Ruth and Milton Kiver had employed Chuhak & Tecson, P.C. for many years for estate planning purposes. C&T prepared for the Kivers at least four trusts intended to benefit the Kivers’ daughters, Maureen Scott and Diane Shah, among others. After Milton’s death, C&T lawyers attended a family meeting during which the attorneys distributed an eighteen-page summary of the Kiver estate plans, identifying each trust’s rights of distribution, powers of appointment, and other significant features. The lawyers, however, did not give the Kivers’ daughters a physical copy of at least one of the four actual trust instruments.

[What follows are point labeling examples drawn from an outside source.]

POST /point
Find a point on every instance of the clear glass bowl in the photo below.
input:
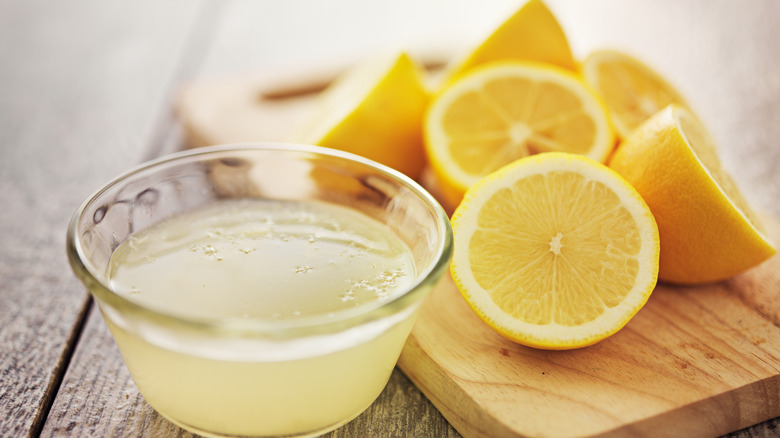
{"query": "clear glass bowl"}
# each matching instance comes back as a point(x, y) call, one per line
point(258, 376)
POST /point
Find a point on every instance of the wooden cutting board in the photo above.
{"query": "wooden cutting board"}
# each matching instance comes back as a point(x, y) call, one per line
point(695, 361)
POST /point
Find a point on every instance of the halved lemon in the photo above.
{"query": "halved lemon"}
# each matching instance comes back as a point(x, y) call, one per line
point(504, 111)
point(708, 230)
point(374, 110)
point(555, 251)
point(632, 91)
point(530, 34)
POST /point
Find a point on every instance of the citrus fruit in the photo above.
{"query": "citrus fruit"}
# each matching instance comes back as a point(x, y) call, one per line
point(555, 251)
point(532, 33)
point(374, 110)
point(708, 231)
point(504, 111)
point(632, 91)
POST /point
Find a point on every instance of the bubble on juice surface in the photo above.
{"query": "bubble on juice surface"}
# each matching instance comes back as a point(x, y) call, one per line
point(309, 258)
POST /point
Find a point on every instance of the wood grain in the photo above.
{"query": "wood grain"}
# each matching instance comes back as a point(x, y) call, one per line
point(78, 101)
point(85, 92)
point(695, 361)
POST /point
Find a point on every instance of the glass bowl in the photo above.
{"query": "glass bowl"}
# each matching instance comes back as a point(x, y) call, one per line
point(281, 358)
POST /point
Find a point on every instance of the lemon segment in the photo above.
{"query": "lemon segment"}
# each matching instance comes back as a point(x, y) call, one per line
point(555, 251)
point(374, 110)
point(708, 230)
point(501, 112)
point(632, 91)
point(530, 34)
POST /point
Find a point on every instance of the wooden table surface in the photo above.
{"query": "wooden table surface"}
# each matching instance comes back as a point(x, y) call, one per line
point(86, 91)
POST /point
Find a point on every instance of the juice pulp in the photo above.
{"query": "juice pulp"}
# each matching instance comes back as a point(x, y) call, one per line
point(273, 261)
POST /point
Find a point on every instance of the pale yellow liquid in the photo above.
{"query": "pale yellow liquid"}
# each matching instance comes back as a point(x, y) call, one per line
point(274, 261)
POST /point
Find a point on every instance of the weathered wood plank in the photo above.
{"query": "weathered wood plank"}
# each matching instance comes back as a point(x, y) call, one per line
point(97, 398)
point(81, 84)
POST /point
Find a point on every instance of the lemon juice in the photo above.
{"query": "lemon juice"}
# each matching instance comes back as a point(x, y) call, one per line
point(245, 263)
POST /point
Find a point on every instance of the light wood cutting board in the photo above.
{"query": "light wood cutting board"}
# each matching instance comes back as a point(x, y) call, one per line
point(695, 361)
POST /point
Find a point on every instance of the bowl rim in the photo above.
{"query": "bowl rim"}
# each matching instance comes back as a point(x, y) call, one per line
point(292, 328)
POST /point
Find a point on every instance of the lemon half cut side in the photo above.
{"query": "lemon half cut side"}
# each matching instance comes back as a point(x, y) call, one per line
point(555, 251)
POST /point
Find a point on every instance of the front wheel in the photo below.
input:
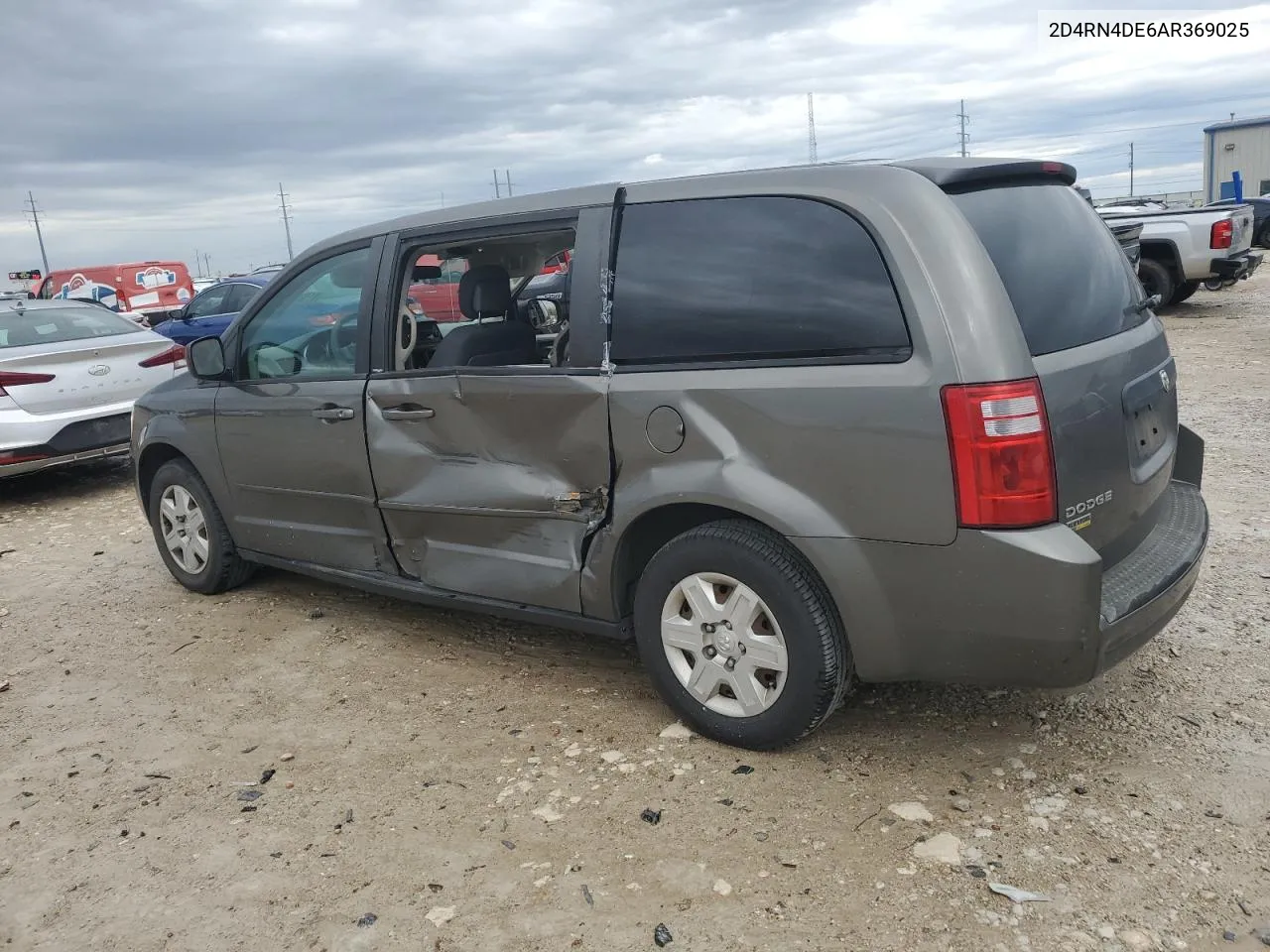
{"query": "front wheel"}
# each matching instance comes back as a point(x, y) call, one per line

Maureen’s estate sued C&T for, among other things, breach of fiduciary duty arising out of the firm’s estate-planning representation of the Kivers. One of the specific claims was that C&T failed to disclose the existence and terms of certain family trusts to Maureen, to her detriment. Maureen’s estate claimed that these allegations constituted a breach of fiduciary duty, namely malpractice.
An expert witness testified that C&T’s failure to inform Maureen of her rights under the trusts constituted a breach of fiduciary duty. This opinion, however, was contradicted with the admission that, at that family meeting after Milton’s death, C&T informed Maureen of her rights concerning three of the four trusts. The court struck the opinion of the expert with respect to these three trusts. The court did not strike the expert’s opinion regarding the fourth trust, for which C&T failed to give Maureen the trust instrument.
The court determined that C&T did not conceal the terms of three of the four trusts to Maureen because it provided the eighteen-page summary of these trusts. The court found that Maureen’s estate did present evidence sufficient to create a triable issue of fact as to whether C&T breached its duty to Maureen by failing to tell her about the terms of the fourth trust. However, because Maureen died before she would have been entitled to assets of that fourth trust, the court determined that she suffered no damages from C&T’s failure to tell her about the trust.
This case reinforces one lesson but raises some questions. The case encourages estate planners to provide as much information to beneficiaries as is practicable or allowable – especially when it concerns the beneficiaries’ rights in an estate or trust. With respect to those three trusts, the appellate opinion is unclear whether the law firm simply provided the summary of the trusts or whether it also provided the trust instruments. Therefore, it’s unclear whether an estate planner merely needs to provide the governing instruments to a beneficiary or whether the estate planner is required to decipher those instruments for a beneficiary.